Wyjaśnijcie mi, dlaczego postać z super siłą, szybkością, wytrzymałością i odpornością na choroby, do tego urodzona w najbardziej zaawansowanym technologicznie kraju na świecie umiera? Film ani trochę tego nie tłumaczy – @bronzestruggler.
Czarna Pantera z MCU jest pierwszym superbohaterem, który umiera więcej niż raz w serii. Dla czarnego człowieka jest to obraźliwe. 2,5 razy. W połowie w Czarnej Panterze, raz w Wojnie bez granic, a teraz ponownie w Wakanda w moim sercu. Niesamowicie obraźliwe – EsOnEverything.

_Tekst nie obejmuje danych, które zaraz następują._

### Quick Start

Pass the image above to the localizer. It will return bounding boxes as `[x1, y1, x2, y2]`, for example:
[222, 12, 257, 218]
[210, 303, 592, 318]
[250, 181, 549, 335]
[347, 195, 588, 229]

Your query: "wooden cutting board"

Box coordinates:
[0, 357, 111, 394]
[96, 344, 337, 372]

MCU nie powinno używać śmierci Chadwicka Bosemana jako punktu w fabule. Dobrą taktyką marketingową jest odniesienie się do naszych emocji. Marvel czerpie korzyści finansowe z naszych emocji, ponieważ dla niektórych z nas pójście do kina jest także okazją do żałoby – justkira.
Powyżej przedstawiliśmy tylko kilka wybranych przykładów, jednak w sieci można znaleźć o wiele więcej komentarzy, nawołujących do ponownego castingu do roli T’Challi. Bez względu na to, co myślą fani MCU, grana przez Letitię Wright Shuri jest teraz Czarną Panterą, a Marvel Studios w najbliższym czasie z pewnością nie będzie tego zmieniać.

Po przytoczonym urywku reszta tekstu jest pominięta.